Ainsi, dix parlementaire LR, sous l'impulsion du député Julien Aubert, ont interpelé le Procureur de la République de Paris, ce mardi 16 mars, pour "exhibition sexuelle". Une initiative jugée grotesque par l'actrice. Présente aujourd'hui aux côtés des occupants du théâtre Sébastopol de Lille ("des gens qui sont en train de crever la dalle"), Corinne Masiero a répliqué dans l'émission de Mediapart, A l'air libre.
"Qu'une meuf de mon âge se foute à oilpé, sans être rafistolée, avec les miches qui tombent et puis la cellulite et le ventre comme ça et les seins qui font comme ça, pas épilée, rien du tout... Ils se disent : 'oh mon dieu !". Ca révèle beaucoup de choses, non ? On est bien dans une société patriarcale et sexiste."
Alors que son happening visait à montrer que le monde de la Culture était "à poil", l'interprète de la Capitaine Marleau regrette que "ce dont on parle le plus, c'est de mes vieilles fesses en ruines et de mes nichons qui tombent". Mais une partie de son objectif semble atteint : "Ce qui est génial, c'est qu'on en parle (...).
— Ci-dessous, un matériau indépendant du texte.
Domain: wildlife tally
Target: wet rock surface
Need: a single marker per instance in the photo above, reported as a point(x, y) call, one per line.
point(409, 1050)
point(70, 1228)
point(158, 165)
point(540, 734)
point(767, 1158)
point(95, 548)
Si je ne l'avais pas fait, on ne pourrait pas parler de la précarité des gens qui sont de la culture, des gens de l'éducation, de la santé et des élèves."
Son intervention politique a d'ailleurs été saluée par des "messages du Brésil, de Corée du Sud, des Etats-Unis, d'Inde" et par un "tsunami de 'merci', de 'Je t'aime', de 'merci de prendre la parole pour nous'", souligne-t-elle, ajoutant que "beaucoup de nanas d'un certain âge qui m'ont dit : 'Merci de montrer votre corps'. Parce que voilà, on a le droit d'exister aussi". Une façon de rappeler l'invisibilisation des femmes de plus de 50 ans dans une société pétrie de jeunisme.
Revenant sur la sortie fracassante d'Adèle Haenel lors des César 2020 ("Je n'ai pas sa classe"), Corinne Masiero balance : "Moi, ma force, c'est d'être moche, populaire et vulgaire. 'Vulgaire', c'est ce qui vient du peuple. Et donc si ça gêne des gens, posez-vous la question : 'Pourquoi ça vous gêne messieurs-dames ?'"
Des uppercuts bien sentis contre une classe politique et des sexistes qui crient au scandale face à un corps de femme dénudée plutôt que de s'indigner du problème de la paupérisation galopante.
Non, Corinne Masiero n'est pas "moche". Elle est grande et belle. Et sa colère est puissante.